The day went horribly in general. So do days in Russia like that leave me discouraged? Yes.  The laziness and lack of accountability in some “official” workers is more than frustrating. Why don’t you write a note on the door when you will be there???  But through all these negative experiences no one was trying to exploit us.  Even the folks at the shipping/customs office have a set price that most international shippers just do not tell you about.  We got our power of attorney documents sent 90 miles for $12.00 (some university student volunteered to do the courier job to make a little bit of money).  The paralegal notary charged us $30.00 to notarize all our POA documents.  I really do not want to turn my blog into a political commentary, but the underside of capitalism is showing through these days in America. It is not that these things are a “bit cheaper” in Russia. There is no comparison.  I will say what I think of health care: the Obama health care legislation was the most heartless piece of legislation I have ever seen.  It essentially left us with no health care after one year.  We, as lower middle-income folks were left to the greed of both government and huge health care organizations. Some of my friends will say that this points to the positive aspects of socialized health care.  In Russia there are two “tracks” of health care, social and private.  Private is more expensive and generally better.  For problems like mine, the public health care if far better and obviously way cheaper.  But Russia went through an awful time after Communism fell. People learned to get by as best they could.  A lot of them also learned not to exploit each other.  The problem with the system in America is that the greed and selfishness are so deeply entrenched that no system works well.  It is not “socialized health care” when you have to pay an arm and a leg to the government for care you still have to pay for at the doctor’s office or emergency room.  Our government pretends that if they take a lot of money from us then that makes it socialized health care.  No, it makes it exploitation.

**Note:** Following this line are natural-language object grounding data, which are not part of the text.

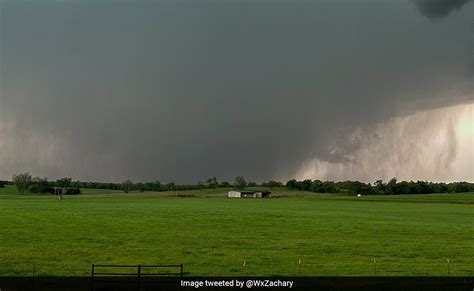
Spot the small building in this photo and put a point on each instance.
(249, 194)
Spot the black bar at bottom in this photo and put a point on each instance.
(237, 283)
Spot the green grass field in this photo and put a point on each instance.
(213, 235)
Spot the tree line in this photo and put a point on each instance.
(24, 182)
(392, 187)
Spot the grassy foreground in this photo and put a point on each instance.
(328, 234)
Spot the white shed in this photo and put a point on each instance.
(233, 194)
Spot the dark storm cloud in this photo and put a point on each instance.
(185, 90)
(439, 8)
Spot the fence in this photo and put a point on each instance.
(133, 274)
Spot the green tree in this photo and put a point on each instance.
(22, 182)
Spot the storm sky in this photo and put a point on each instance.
(184, 90)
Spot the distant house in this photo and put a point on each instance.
(249, 194)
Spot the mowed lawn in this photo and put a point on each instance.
(328, 234)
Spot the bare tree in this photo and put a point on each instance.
(22, 182)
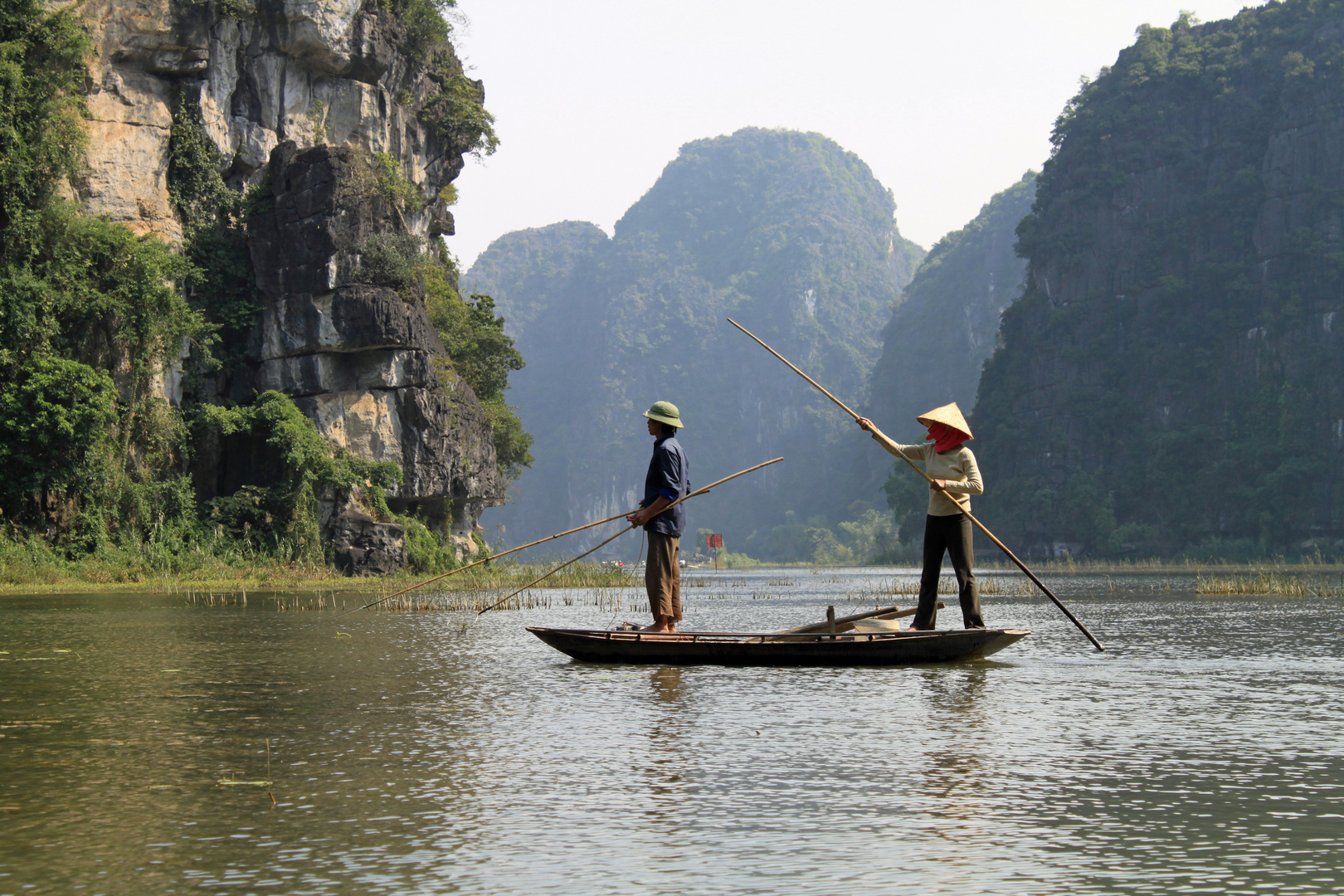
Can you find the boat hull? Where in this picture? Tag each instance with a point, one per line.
(773, 649)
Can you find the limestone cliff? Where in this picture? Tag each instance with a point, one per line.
(786, 232)
(947, 320)
(1171, 377)
(301, 95)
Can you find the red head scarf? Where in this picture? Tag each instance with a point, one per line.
(944, 437)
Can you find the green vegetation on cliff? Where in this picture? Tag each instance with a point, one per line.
(97, 323)
(1171, 379)
(940, 336)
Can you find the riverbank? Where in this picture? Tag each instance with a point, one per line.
(45, 574)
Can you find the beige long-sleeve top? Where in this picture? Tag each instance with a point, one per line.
(957, 466)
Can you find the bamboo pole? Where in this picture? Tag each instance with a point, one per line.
(928, 479)
(691, 494)
(845, 624)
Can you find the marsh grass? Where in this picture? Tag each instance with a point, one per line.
(34, 566)
(1272, 582)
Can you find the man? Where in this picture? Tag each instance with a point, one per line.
(953, 469)
(668, 480)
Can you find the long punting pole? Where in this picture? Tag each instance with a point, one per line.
(704, 490)
(977, 523)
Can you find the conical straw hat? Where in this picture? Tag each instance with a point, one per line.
(949, 416)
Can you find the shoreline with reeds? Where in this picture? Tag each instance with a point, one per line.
(270, 577)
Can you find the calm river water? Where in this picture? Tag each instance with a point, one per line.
(436, 752)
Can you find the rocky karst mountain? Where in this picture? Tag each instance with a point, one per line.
(947, 321)
(300, 153)
(786, 232)
(1171, 377)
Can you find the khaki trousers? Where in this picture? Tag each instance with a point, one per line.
(663, 575)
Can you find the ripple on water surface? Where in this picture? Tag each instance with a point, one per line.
(436, 752)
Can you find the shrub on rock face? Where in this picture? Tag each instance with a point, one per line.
(390, 260)
(280, 509)
(51, 412)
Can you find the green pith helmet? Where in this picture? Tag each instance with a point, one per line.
(665, 412)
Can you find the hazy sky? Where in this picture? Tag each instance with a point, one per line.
(947, 101)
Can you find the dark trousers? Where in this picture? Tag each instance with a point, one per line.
(951, 533)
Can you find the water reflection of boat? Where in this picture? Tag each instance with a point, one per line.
(777, 649)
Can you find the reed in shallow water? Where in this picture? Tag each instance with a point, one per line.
(1268, 582)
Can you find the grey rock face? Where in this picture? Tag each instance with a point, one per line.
(945, 327)
(321, 71)
(362, 546)
(304, 91)
(359, 359)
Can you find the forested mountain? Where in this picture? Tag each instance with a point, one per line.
(1171, 377)
(223, 305)
(945, 328)
(786, 232)
(938, 340)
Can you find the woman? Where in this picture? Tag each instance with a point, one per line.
(956, 477)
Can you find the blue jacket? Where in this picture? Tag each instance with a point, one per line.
(670, 476)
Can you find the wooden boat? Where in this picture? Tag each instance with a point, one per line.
(776, 648)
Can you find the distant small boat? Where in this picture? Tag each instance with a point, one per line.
(777, 649)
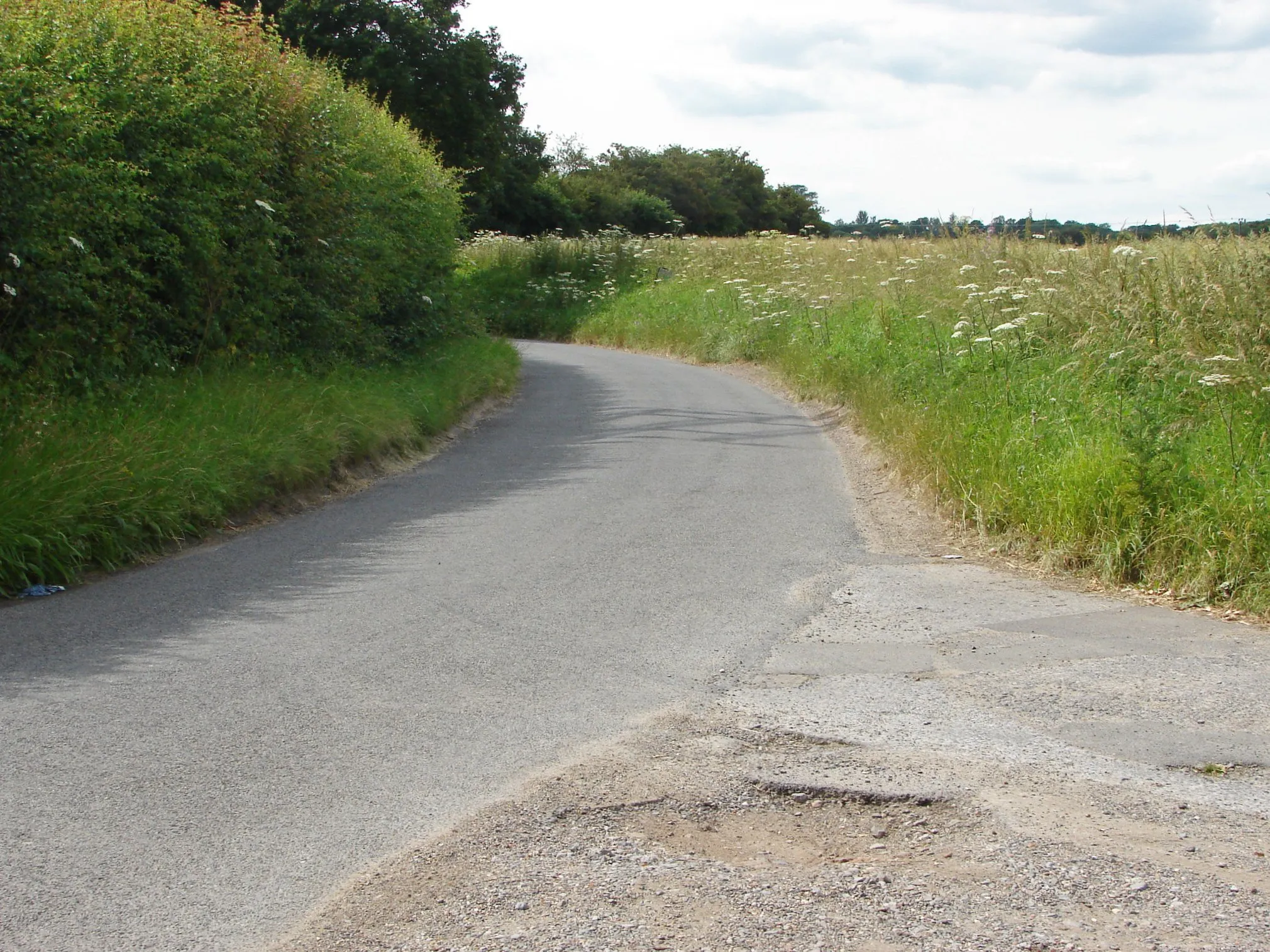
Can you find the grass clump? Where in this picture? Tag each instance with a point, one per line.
(544, 287)
(102, 483)
(1105, 407)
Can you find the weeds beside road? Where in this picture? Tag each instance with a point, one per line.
(104, 483)
(1105, 408)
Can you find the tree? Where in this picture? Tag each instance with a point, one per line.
(458, 89)
(799, 211)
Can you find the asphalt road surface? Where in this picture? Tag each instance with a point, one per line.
(196, 753)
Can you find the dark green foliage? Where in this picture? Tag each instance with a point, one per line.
(713, 192)
(174, 189)
(601, 202)
(106, 481)
(543, 287)
(459, 89)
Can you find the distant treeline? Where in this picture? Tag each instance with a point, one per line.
(460, 90)
(1068, 233)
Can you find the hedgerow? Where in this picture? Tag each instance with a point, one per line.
(178, 188)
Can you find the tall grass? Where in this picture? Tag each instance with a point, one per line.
(543, 287)
(102, 483)
(1105, 407)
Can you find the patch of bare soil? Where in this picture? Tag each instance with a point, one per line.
(703, 832)
(898, 777)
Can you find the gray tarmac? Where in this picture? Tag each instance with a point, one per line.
(253, 739)
(197, 752)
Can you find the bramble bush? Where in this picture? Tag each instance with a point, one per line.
(178, 188)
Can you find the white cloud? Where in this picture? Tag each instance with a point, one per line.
(1093, 109)
(712, 99)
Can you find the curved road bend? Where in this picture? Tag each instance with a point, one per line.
(195, 753)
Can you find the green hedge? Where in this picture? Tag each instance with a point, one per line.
(178, 188)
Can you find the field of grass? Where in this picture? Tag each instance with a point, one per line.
(1105, 408)
(102, 483)
(543, 287)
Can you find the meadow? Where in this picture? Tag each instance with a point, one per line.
(1103, 408)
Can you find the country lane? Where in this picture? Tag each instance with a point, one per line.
(197, 752)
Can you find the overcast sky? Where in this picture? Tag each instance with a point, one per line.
(1093, 109)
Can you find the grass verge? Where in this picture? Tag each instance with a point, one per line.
(99, 484)
(1105, 409)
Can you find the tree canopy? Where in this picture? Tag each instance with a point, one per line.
(458, 88)
(709, 192)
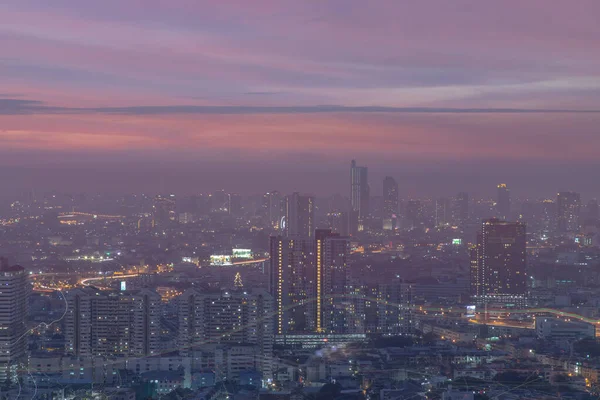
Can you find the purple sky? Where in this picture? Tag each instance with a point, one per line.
(255, 95)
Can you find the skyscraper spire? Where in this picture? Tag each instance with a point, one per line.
(237, 281)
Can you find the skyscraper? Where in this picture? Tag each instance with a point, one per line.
(13, 314)
(292, 283)
(232, 317)
(461, 208)
(300, 215)
(359, 192)
(333, 314)
(442, 211)
(414, 214)
(568, 205)
(274, 206)
(503, 202)
(107, 323)
(390, 203)
(163, 210)
(498, 260)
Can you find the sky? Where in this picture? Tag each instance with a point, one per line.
(190, 96)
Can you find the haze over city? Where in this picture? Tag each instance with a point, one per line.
(442, 94)
(299, 200)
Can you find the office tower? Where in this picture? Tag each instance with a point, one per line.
(292, 282)
(548, 218)
(414, 214)
(461, 208)
(274, 206)
(498, 260)
(227, 317)
(234, 204)
(568, 206)
(393, 306)
(503, 202)
(163, 210)
(331, 268)
(300, 215)
(443, 212)
(109, 323)
(219, 201)
(592, 210)
(13, 313)
(359, 193)
(390, 203)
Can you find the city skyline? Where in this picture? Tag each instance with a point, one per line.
(448, 95)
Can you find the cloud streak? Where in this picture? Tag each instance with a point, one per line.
(22, 107)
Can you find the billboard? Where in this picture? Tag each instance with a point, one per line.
(219, 259)
(242, 253)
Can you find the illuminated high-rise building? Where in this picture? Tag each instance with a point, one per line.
(498, 260)
(359, 192)
(592, 210)
(163, 210)
(234, 204)
(568, 205)
(300, 215)
(13, 313)
(242, 318)
(414, 216)
(503, 202)
(461, 208)
(334, 311)
(292, 283)
(110, 323)
(274, 206)
(443, 212)
(390, 203)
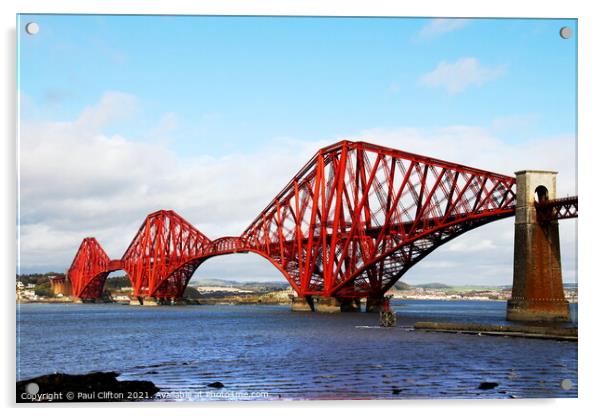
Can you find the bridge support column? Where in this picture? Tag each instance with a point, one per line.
(537, 290)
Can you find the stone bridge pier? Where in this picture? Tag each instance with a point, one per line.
(537, 290)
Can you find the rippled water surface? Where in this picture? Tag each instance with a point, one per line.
(268, 352)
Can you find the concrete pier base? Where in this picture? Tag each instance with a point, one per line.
(538, 310)
(537, 290)
(148, 301)
(136, 301)
(375, 304)
(327, 304)
(301, 304)
(350, 305)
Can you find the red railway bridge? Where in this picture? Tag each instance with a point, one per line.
(347, 226)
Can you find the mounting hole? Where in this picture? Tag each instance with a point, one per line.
(32, 28)
(566, 32)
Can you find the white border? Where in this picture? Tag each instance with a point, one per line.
(590, 36)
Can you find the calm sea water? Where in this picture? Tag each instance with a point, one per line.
(268, 352)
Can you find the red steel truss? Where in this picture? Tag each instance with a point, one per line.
(90, 269)
(163, 255)
(557, 209)
(349, 224)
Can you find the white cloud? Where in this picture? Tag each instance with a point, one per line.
(77, 181)
(439, 26)
(457, 76)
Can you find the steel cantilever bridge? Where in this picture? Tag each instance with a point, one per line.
(349, 224)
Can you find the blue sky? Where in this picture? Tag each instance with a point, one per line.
(218, 89)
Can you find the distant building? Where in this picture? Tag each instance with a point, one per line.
(26, 295)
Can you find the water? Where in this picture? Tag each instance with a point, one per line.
(267, 352)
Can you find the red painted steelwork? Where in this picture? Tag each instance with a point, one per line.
(352, 221)
(557, 209)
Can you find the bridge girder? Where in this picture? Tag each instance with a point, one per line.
(350, 223)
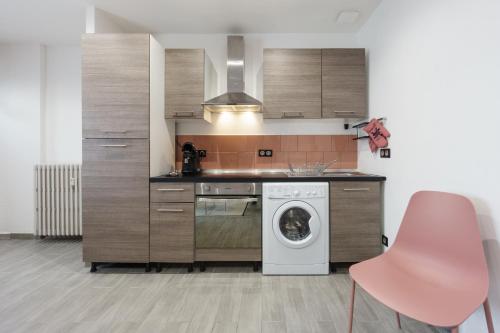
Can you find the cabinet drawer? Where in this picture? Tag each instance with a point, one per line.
(172, 192)
(115, 211)
(355, 221)
(172, 232)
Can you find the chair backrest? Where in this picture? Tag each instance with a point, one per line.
(441, 230)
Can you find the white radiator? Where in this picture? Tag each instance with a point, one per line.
(58, 200)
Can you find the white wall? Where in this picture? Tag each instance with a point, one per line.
(216, 48)
(21, 110)
(63, 105)
(435, 74)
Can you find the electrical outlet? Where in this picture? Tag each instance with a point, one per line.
(265, 152)
(385, 153)
(385, 240)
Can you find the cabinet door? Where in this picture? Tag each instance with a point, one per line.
(115, 85)
(343, 83)
(292, 83)
(355, 221)
(184, 83)
(172, 232)
(115, 197)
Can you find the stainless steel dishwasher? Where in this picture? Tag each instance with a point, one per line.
(228, 222)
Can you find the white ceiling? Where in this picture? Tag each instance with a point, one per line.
(62, 21)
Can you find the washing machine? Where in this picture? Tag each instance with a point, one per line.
(295, 228)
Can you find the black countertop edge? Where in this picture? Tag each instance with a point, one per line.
(272, 177)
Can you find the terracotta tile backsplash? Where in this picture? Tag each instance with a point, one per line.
(241, 151)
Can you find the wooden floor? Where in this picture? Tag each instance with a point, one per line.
(44, 287)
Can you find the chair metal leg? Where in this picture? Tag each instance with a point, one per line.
(351, 309)
(487, 313)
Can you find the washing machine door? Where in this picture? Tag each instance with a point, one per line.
(296, 224)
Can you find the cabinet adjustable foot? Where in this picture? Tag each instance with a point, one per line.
(256, 266)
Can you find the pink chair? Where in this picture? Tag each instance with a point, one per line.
(435, 271)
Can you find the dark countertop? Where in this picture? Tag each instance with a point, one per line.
(233, 177)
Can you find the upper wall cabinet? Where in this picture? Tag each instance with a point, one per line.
(292, 83)
(343, 83)
(115, 85)
(189, 80)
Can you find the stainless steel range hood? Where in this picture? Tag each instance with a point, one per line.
(235, 99)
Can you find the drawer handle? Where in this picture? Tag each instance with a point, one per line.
(357, 189)
(114, 146)
(292, 115)
(184, 114)
(121, 132)
(348, 112)
(170, 189)
(170, 210)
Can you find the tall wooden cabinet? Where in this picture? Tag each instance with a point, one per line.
(343, 77)
(292, 83)
(355, 221)
(120, 99)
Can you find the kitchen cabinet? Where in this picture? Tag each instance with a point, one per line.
(172, 232)
(292, 83)
(344, 87)
(115, 85)
(172, 222)
(190, 79)
(115, 211)
(355, 221)
(126, 140)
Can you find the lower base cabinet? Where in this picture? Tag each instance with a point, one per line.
(172, 232)
(355, 221)
(171, 238)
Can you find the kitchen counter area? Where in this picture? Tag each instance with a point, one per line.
(266, 176)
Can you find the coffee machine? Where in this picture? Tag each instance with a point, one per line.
(190, 159)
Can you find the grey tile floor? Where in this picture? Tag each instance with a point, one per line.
(45, 287)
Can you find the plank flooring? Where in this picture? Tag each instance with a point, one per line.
(45, 287)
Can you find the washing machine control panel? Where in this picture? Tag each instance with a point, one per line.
(297, 191)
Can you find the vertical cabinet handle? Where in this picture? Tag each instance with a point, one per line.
(170, 210)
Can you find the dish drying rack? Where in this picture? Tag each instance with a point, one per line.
(308, 169)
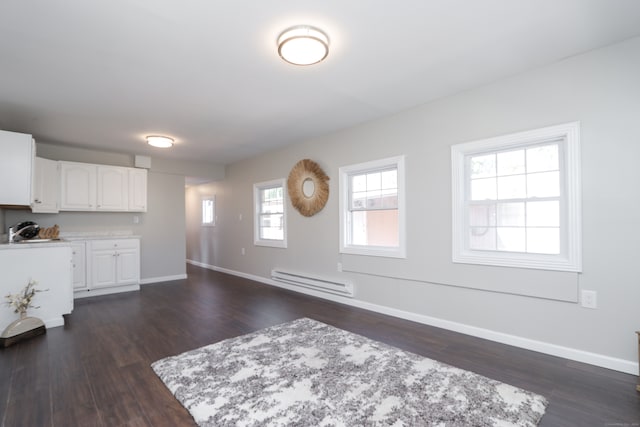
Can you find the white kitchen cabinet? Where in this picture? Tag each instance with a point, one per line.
(17, 151)
(114, 262)
(113, 188)
(77, 186)
(47, 263)
(79, 265)
(137, 190)
(91, 187)
(45, 186)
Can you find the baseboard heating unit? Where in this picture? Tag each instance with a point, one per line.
(344, 288)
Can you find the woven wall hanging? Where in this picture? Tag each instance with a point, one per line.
(308, 187)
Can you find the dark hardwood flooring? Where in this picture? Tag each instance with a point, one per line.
(95, 370)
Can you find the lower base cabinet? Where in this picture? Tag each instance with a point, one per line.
(111, 265)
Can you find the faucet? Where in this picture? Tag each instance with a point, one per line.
(13, 234)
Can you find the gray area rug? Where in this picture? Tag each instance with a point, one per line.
(306, 373)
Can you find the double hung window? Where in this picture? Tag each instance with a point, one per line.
(270, 214)
(372, 208)
(516, 200)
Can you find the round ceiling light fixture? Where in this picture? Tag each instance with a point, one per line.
(303, 45)
(159, 141)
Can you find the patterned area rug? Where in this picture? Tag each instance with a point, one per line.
(306, 373)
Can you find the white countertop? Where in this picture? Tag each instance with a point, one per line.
(30, 244)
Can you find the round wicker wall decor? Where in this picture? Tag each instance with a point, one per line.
(308, 187)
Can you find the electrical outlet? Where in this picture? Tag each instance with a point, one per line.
(589, 299)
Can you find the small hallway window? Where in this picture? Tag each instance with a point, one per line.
(209, 211)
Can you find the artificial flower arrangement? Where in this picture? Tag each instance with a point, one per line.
(21, 301)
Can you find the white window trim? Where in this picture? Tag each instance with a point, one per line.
(570, 259)
(344, 173)
(213, 222)
(256, 213)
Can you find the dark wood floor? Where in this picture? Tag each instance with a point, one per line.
(95, 370)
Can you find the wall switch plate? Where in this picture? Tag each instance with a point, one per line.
(589, 299)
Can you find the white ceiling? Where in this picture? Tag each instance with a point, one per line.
(206, 72)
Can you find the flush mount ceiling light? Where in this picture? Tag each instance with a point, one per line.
(160, 141)
(303, 45)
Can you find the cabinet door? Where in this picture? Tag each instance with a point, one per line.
(113, 186)
(77, 186)
(79, 264)
(138, 190)
(45, 186)
(16, 168)
(128, 269)
(103, 268)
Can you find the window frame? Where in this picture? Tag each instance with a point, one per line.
(570, 256)
(345, 172)
(257, 189)
(204, 199)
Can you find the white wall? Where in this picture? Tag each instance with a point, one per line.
(600, 89)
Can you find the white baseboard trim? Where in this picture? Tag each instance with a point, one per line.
(163, 279)
(626, 366)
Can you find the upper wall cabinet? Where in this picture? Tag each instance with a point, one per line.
(77, 186)
(89, 187)
(113, 188)
(16, 166)
(45, 186)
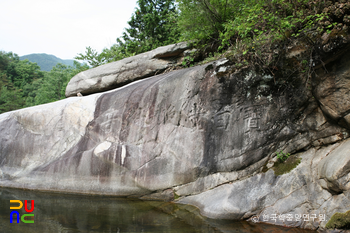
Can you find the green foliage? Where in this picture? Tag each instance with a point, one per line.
(153, 24)
(53, 85)
(23, 84)
(204, 19)
(45, 61)
(339, 221)
(282, 156)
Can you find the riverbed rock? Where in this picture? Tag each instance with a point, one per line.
(205, 136)
(119, 73)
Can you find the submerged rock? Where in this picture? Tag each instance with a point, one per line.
(204, 136)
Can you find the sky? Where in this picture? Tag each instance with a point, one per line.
(62, 28)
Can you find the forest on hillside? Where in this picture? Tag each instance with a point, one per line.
(244, 31)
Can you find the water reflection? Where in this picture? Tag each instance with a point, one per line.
(78, 213)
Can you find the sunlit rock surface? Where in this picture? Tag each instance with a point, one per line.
(203, 136)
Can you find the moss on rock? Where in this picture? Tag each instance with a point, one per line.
(339, 221)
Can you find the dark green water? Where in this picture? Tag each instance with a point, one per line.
(78, 213)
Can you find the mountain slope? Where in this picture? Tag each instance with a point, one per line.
(46, 61)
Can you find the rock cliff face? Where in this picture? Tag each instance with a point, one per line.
(203, 136)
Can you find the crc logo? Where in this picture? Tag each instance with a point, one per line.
(23, 218)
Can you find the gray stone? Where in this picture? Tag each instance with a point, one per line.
(205, 136)
(119, 73)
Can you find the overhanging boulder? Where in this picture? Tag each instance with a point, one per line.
(119, 73)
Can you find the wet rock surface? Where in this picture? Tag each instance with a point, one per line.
(205, 136)
(122, 72)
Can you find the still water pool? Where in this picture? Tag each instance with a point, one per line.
(80, 213)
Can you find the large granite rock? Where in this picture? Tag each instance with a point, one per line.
(204, 136)
(119, 73)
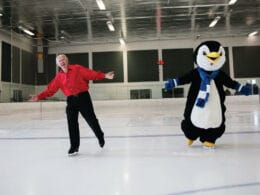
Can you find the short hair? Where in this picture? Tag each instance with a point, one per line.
(59, 55)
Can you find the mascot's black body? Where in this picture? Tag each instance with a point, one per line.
(204, 115)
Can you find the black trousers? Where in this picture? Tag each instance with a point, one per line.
(82, 104)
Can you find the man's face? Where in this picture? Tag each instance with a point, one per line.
(62, 61)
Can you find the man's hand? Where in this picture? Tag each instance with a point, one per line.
(171, 83)
(110, 75)
(33, 98)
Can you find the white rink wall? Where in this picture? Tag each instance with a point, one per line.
(145, 106)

The positive side of American health care is that in a real emergency you have firemen, medically trained first-responders, and many volunteers who will be there in an instant. You don’t have that efficiency in Russia.  If my eye had been seriously damaged then in America a qualified ophthalmologist would have come immediately.  The health care workers in America, as far as I can tell, are among the best trained anywhere and are quite focused on being helpful.  My complaint is that government and health care corporations have corrupted it. But that is a part of my “Distributist” mentality I suppose.

So, yeah, it was a bad day in Russia.  But from where I’m standing the horizon looks better here.  Inefficiency and irresponsibility in details can be fixed.  I’m neither “a prophet, nor the son of a prophet,” but the systemic flaws and greed in the American system will take a lot more work.  My own hunch is that the cloud on the horizon is not dust being created by a brave and selfless Lone Ranger who will save us come November.